First journal: I am not sure what they claimed, but 4 months without communications seems a long time. They are at fault. But they can live with harming your interest, you are "just" a client, golden rule for a succesful business is "you cannot please all your clients".
Second journal: I assume they asked you (via submission forms and the like) if you submitted or if you were planning to submit the same material somewhere else (or similar legalish gibberish). Depending on what you answered, you are at fault. You have been careless and you harmed yourself doing your job, luckily your job is not "truck driver", so for the moment the damage is only on you [1].
However the first journal has a history of poor communication, ask insistently confirmation of the cancelled submission. Apart from the copyright, there is the larger issue of people already doing peer review (free work) without any use.
Additionally, if your research field, or at least the pool of experts regarding your paper topic, is small enough, you put yourself in a dangerous situation: what if the two journals sent your paper to the same reviewer? If I were the reviewer (let's say I am reviewer A), I would immediately contact the editors that sent me the paper for review.
In a theoretical world, the second submission may be invalid (we do not know what you declared during submission), so you should withdraw the second submission and submit it again to another journal, openly declaring to the editor all the submission history with the previous two journals, so the editor can properly present your paper to the reviewers.
Reviewer A receives then the same paper for the third time.
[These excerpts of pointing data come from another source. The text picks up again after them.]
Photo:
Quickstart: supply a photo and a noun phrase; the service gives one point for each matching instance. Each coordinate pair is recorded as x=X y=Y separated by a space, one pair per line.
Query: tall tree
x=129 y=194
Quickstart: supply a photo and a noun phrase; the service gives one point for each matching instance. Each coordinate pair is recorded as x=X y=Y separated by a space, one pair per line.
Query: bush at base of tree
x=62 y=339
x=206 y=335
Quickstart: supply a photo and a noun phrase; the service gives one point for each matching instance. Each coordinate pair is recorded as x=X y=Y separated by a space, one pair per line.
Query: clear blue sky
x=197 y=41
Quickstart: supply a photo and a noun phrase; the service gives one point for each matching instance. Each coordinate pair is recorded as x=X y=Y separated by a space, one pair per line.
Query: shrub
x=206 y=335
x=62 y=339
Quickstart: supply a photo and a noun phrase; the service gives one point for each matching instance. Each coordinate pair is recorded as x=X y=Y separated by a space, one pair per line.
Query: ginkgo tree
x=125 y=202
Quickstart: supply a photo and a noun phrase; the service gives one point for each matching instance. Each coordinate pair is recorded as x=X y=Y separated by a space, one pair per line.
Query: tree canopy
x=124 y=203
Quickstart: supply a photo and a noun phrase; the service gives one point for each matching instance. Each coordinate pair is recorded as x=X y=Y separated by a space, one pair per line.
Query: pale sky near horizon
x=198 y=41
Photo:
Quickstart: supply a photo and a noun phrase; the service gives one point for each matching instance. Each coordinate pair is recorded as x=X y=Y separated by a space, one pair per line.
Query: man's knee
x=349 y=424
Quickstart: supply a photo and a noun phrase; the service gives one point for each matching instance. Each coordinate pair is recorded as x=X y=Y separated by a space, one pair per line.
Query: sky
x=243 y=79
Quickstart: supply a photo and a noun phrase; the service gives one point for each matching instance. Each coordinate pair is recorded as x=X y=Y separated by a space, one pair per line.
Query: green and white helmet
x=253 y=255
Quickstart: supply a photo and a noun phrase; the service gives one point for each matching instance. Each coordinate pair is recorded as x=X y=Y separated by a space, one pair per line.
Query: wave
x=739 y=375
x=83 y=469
Thanks to the short introduction from the editor, reviewer A finally understands the authors had issues with submission to the previous journal(s).
Without the note from the editor, reviewer A would think the authors are exploiting peer reviews and the submissions system, trying their luck to get their work published in blatant disrespect of decency, fairness and consideration for other people works.
[1] Don't worry, Academia (the big one, not StackExchange only) is full of people taking moral shortcuts and having all kind of double standards, so you are not the first, nor the last, but at least consider how serious it is if you lied, even if it was just a "box ticking form on the web".